Intanto le anomalie non si contano: atterraggi di emergenza per insufficienza di carburante, turni di lavoro dei piloti del tipo:45 ore di volo in una settimana sulle tratte intercontinentali, a spregiodei recuperi fisilogici, quando il limite ministeriale massimo eccezionale è di 100 in 28 giorni. In 30ore si può passare dal fuso di New York a quello di Tokyo. Poco si parla di avarie ricorrenti che hanno costretto Alitalia a ritirare due A330 dalle rotte transoceaniche. Su questo e altro è caduta una coltre di silenzio. Ma, evviva,è stata salvata la compagnia di bandiera in nome dell’italianità.
Efficienza del governo! Ma dov’era il governo nella vertenza Marchionne- Mirafiori?.
Altra pagina , altra valanga di “brutte notizie”.
Lo sapevate che il 15% delle scuole italiane sono chiuse e più di 12mila sono da ristrutturare?
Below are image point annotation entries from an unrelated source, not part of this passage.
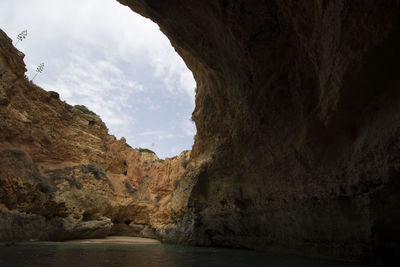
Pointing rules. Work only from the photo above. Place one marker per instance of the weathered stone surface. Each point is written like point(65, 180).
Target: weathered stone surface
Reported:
point(297, 112)
point(62, 176)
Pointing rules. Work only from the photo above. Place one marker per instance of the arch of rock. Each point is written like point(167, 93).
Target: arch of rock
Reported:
point(298, 119)
point(297, 111)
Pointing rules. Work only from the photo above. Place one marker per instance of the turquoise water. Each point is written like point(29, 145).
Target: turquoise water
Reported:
point(47, 254)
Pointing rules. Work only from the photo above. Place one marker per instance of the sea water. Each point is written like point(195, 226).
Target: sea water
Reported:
point(47, 254)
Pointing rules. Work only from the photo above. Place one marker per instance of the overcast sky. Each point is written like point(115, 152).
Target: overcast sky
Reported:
point(101, 54)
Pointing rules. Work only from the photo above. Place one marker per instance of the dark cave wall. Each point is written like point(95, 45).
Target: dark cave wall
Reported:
point(297, 112)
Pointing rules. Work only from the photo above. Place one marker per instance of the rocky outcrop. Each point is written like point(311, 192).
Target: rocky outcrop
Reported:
point(297, 123)
point(62, 176)
point(297, 115)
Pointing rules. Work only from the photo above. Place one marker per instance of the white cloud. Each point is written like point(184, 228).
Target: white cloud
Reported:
point(101, 54)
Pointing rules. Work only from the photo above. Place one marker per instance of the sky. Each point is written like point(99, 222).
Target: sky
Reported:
point(101, 54)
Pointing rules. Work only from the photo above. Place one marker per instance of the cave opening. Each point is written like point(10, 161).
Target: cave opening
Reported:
point(118, 64)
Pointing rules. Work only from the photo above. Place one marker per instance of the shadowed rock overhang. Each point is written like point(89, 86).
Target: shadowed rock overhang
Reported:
point(297, 112)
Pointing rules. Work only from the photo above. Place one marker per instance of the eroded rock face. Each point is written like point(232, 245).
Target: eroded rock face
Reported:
point(297, 112)
point(62, 176)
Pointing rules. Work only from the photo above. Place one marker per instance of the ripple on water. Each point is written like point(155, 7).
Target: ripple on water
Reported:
point(62, 254)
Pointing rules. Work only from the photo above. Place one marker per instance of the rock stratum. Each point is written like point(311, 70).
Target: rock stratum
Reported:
point(298, 123)
point(297, 144)
point(62, 176)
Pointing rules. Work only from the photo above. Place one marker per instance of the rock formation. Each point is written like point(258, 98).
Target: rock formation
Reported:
point(297, 112)
point(297, 115)
point(62, 176)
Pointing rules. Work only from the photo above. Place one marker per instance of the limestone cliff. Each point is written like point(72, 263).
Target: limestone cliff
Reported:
point(63, 176)
point(297, 112)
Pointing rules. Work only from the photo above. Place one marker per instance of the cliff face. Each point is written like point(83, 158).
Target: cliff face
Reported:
point(297, 149)
point(297, 112)
point(62, 176)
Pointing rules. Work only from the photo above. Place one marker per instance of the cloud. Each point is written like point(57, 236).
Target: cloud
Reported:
point(101, 54)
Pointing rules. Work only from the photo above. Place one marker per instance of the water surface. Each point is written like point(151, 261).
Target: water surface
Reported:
point(88, 254)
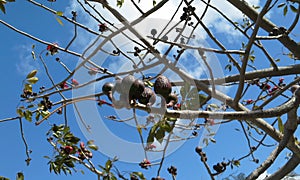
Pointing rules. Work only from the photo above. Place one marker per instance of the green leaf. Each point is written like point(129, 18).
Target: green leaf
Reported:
point(166, 126)
point(20, 176)
point(93, 147)
point(59, 21)
point(280, 125)
point(160, 134)
point(59, 13)
point(184, 89)
point(31, 74)
point(45, 113)
point(139, 174)
point(69, 164)
point(32, 80)
point(285, 10)
point(281, 5)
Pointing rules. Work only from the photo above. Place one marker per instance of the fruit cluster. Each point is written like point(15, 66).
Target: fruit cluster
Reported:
point(145, 164)
point(83, 152)
point(220, 167)
point(201, 154)
point(131, 89)
point(46, 103)
point(27, 94)
point(187, 12)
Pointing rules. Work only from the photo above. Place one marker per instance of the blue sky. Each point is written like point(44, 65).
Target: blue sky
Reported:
point(17, 62)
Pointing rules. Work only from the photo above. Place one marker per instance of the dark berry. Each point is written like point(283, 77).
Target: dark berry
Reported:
point(162, 86)
point(148, 97)
point(171, 100)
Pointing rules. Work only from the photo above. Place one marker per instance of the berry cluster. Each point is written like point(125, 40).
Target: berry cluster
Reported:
point(46, 103)
point(137, 51)
point(131, 89)
point(83, 152)
point(145, 164)
point(201, 154)
point(157, 178)
point(187, 12)
point(220, 167)
point(277, 31)
point(68, 149)
point(27, 94)
point(172, 170)
point(52, 48)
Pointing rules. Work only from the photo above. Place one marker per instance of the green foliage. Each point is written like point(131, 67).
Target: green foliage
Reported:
point(159, 130)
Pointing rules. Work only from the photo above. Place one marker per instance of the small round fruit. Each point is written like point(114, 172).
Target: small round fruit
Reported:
point(136, 89)
point(172, 99)
point(162, 86)
point(127, 81)
point(107, 87)
point(148, 97)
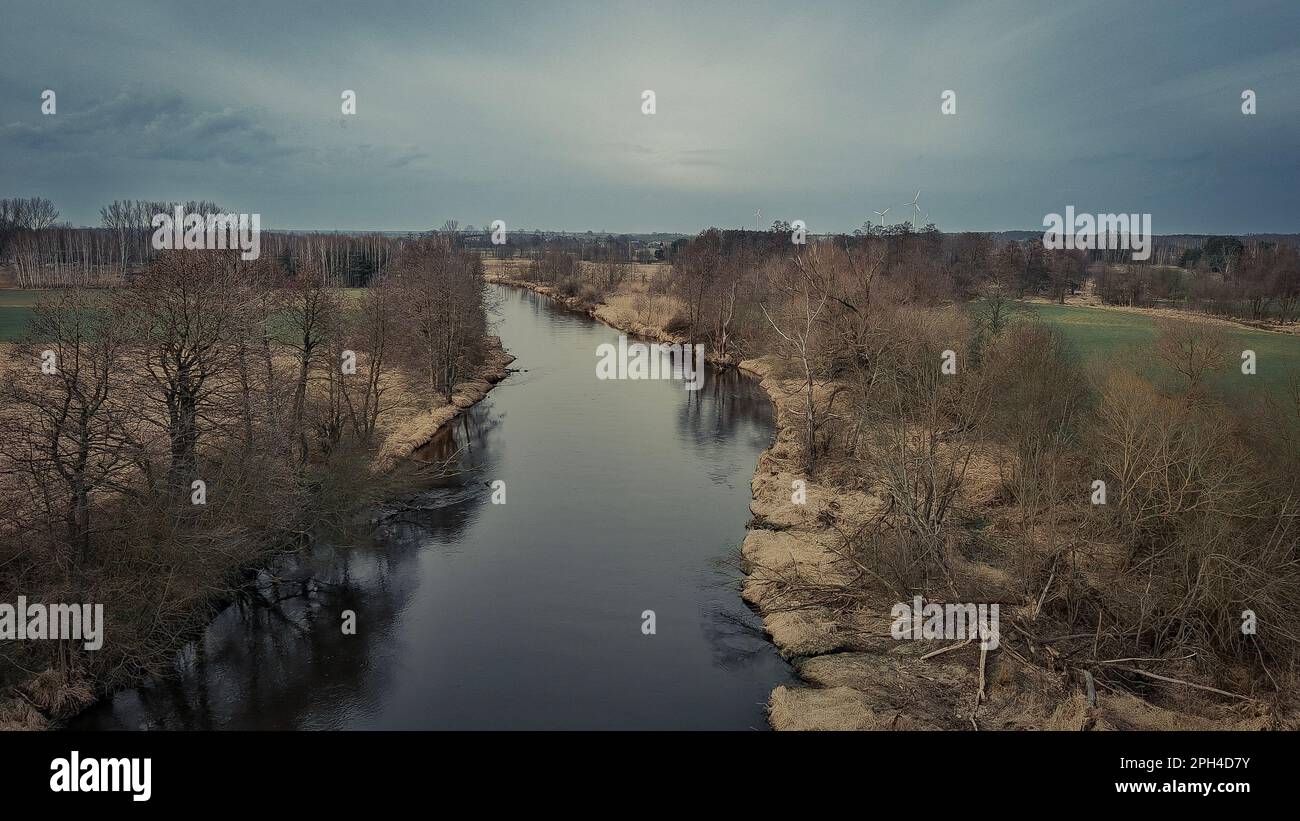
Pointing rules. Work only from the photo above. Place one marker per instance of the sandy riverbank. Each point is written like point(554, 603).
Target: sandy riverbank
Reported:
point(856, 674)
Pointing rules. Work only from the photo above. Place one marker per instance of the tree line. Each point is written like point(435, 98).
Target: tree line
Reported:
point(160, 435)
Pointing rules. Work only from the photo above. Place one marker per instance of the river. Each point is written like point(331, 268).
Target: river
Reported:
point(622, 496)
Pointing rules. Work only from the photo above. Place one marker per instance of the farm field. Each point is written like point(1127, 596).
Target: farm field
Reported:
point(1112, 334)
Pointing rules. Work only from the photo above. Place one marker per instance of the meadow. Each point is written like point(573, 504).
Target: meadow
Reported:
point(1117, 335)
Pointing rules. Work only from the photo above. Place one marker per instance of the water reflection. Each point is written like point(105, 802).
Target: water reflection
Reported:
point(622, 496)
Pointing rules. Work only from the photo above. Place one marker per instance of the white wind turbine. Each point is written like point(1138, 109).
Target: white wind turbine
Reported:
point(913, 203)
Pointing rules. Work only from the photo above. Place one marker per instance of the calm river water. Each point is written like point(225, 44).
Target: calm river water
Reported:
point(620, 498)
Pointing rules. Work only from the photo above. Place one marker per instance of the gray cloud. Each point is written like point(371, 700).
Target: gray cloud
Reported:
point(531, 113)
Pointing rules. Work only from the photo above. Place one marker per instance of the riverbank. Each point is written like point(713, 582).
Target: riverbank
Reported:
point(854, 673)
point(40, 699)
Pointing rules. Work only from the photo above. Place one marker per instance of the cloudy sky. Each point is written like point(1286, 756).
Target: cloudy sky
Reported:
point(531, 112)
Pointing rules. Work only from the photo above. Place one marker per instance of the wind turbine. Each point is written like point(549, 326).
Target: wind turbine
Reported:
point(914, 200)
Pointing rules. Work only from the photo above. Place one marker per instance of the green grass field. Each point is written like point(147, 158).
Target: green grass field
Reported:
point(1101, 333)
point(14, 311)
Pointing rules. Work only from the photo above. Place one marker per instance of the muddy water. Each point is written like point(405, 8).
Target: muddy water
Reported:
point(620, 498)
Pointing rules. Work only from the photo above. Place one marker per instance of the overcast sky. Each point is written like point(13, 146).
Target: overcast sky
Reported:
point(531, 112)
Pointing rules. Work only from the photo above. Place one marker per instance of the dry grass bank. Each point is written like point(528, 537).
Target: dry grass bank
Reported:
point(856, 674)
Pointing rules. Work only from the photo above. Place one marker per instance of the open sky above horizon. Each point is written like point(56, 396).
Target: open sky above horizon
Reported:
point(531, 113)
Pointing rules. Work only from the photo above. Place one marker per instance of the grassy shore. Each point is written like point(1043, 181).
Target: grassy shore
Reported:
point(33, 699)
point(1106, 333)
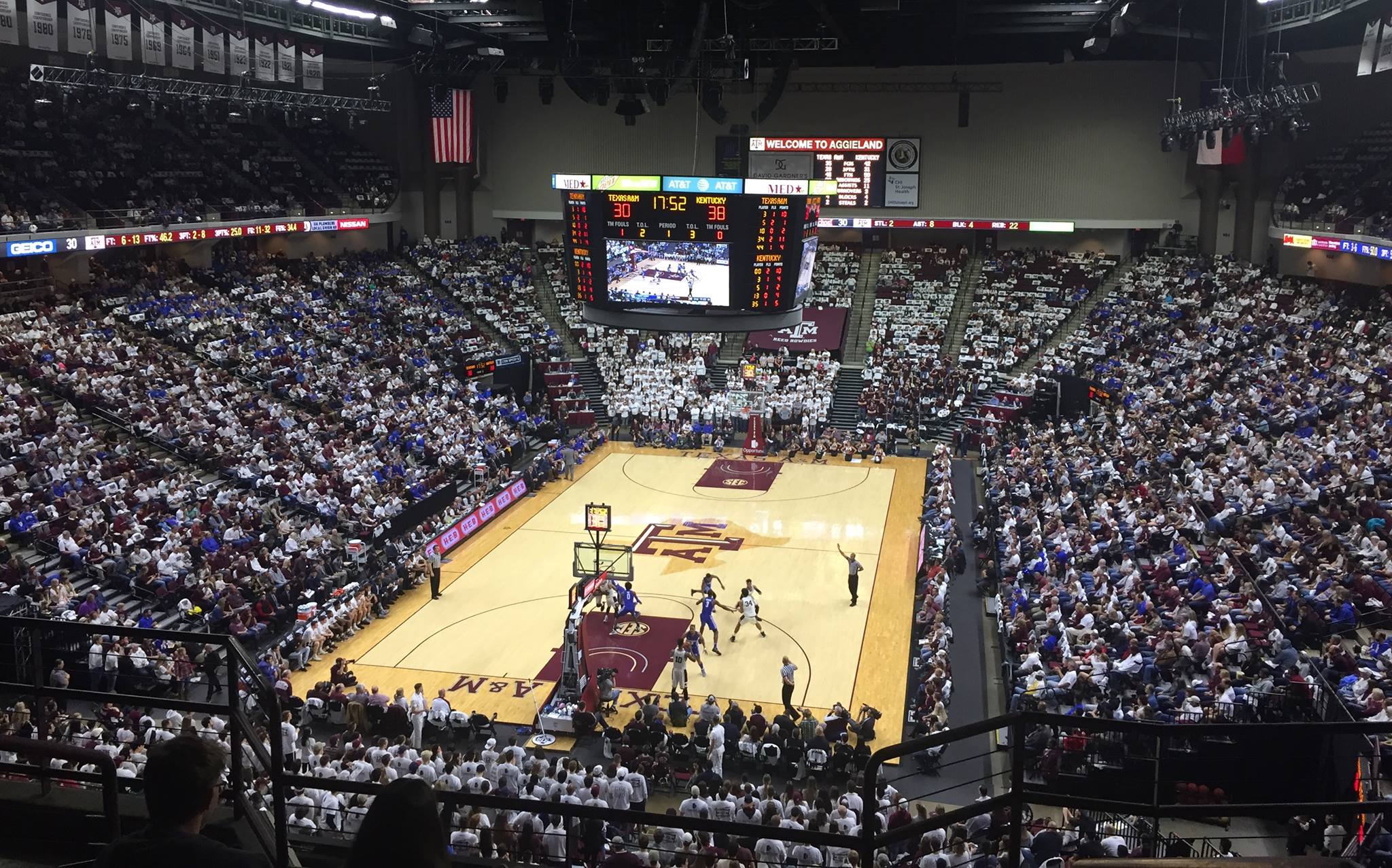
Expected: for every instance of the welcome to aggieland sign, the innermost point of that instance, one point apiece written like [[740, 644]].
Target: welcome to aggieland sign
[[820, 328]]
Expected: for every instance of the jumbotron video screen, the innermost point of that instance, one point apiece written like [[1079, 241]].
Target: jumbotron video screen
[[717, 252]]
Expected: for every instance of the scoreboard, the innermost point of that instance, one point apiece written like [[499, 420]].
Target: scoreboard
[[866, 171], [691, 251]]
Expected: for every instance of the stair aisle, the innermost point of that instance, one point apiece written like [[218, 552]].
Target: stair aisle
[[846, 401], [731, 348], [962, 308], [862, 308], [593, 388], [549, 300], [1082, 315]]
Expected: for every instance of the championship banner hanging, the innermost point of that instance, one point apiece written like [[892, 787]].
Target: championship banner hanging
[[152, 39], [181, 34], [1385, 46], [820, 328], [285, 60], [44, 25], [265, 60], [237, 49], [1369, 50], [118, 29], [9, 22], [81, 37], [312, 66], [215, 50]]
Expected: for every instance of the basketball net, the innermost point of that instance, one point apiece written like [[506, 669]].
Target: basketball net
[[591, 695], [755, 437]]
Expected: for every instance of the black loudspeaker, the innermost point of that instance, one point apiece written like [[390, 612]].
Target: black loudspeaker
[[776, 88]]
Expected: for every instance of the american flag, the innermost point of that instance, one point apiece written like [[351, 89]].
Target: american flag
[[451, 124]]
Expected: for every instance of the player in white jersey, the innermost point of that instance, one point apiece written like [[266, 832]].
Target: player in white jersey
[[748, 611], [680, 670]]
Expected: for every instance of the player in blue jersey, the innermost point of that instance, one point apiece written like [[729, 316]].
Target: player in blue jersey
[[693, 642], [708, 618], [627, 606], [706, 585]]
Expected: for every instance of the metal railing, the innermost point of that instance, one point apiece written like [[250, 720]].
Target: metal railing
[[45, 640], [1114, 767]]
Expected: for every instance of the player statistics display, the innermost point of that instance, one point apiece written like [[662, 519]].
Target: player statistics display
[[669, 272], [702, 254]]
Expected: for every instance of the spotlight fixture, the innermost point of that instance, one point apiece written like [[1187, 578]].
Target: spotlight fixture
[[1096, 45], [629, 107], [1257, 114], [659, 89]]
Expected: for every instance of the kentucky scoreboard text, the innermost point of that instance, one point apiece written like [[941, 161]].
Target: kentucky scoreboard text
[[733, 252]]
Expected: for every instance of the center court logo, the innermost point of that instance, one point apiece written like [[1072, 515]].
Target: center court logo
[[693, 542], [802, 330]]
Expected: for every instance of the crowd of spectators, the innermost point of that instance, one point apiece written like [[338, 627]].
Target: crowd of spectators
[[930, 661], [834, 276], [128, 162], [366, 180], [1022, 300], [1344, 187], [1246, 451], [491, 279], [907, 379]]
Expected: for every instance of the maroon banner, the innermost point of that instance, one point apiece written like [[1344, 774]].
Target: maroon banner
[[820, 328]]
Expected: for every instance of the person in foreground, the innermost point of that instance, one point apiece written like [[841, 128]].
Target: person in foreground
[[402, 827], [183, 781]]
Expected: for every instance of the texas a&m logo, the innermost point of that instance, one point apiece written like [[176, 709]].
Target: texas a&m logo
[[692, 542]]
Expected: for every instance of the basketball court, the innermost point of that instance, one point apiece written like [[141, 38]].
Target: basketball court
[[493, 640]]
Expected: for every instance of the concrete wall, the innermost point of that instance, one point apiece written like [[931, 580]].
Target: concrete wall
[[1336, 266], [1082, 241], [328, 244], [1068, 141]]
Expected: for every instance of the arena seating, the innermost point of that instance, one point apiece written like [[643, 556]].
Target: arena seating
[[834, 276], [1162, 593], [490, 277], [113, 164], [1022, 300], [907, 379], [368, 181], [1344, 188]]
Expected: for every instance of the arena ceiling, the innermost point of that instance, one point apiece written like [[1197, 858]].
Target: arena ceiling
[[875, 33]]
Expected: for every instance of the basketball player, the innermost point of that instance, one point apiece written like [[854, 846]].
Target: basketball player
[[607, 594], [693, 642], [852, 574], [749, 611], [708, 618], [706, 580], [628, 606], [680, 671]]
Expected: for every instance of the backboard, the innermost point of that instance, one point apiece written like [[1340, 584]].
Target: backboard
[[744, 404], [616, 559]]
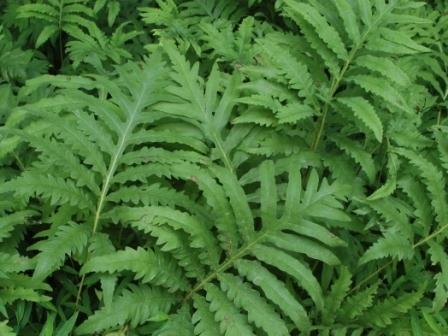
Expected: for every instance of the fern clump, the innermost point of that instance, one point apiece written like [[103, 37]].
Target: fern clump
[[223, 168]]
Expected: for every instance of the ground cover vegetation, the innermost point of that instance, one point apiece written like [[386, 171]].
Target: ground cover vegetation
[[223, 167]]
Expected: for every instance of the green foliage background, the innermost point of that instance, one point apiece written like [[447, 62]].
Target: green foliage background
[[223, 167]]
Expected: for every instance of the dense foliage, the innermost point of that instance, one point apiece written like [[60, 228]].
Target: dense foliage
[[223, 167]]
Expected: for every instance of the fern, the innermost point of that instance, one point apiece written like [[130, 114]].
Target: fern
[[223, 168]]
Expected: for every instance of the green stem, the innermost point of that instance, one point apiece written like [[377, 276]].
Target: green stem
[[228, 263], [379, 270]]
Che le famiglie versano una quota volontaria per mandare avanti la scuola dei loro figli? Che si tagliano gli inseganti di sostegno( checché ne dica la Gelmini sono ben al disotto della richiesta) che un professore delle superiori in Italia guadagna in un anno la metà del suo collega tedesco? Dulcis in fundo il ministro Brunetta si è lasciato andare alla seguente soave dichiarazione :“ La qualità del capitale umano ( nemmeno professionale!) dei nostri insegnanti non è all’altezza delle sfide della società contemporanea”
Forse il ministro non sa che una delle più alte concentrazioni di esuberi orari non retribuiti è proprio nella scuola. Che malgrado si lavori con classi di più di 30 alunni, spesso tutti maschi arrapati ,perlopiù svezzati negli stadi, si deve riuscire a fargli entrare in testa che Beatrice è la metafora della teologia!?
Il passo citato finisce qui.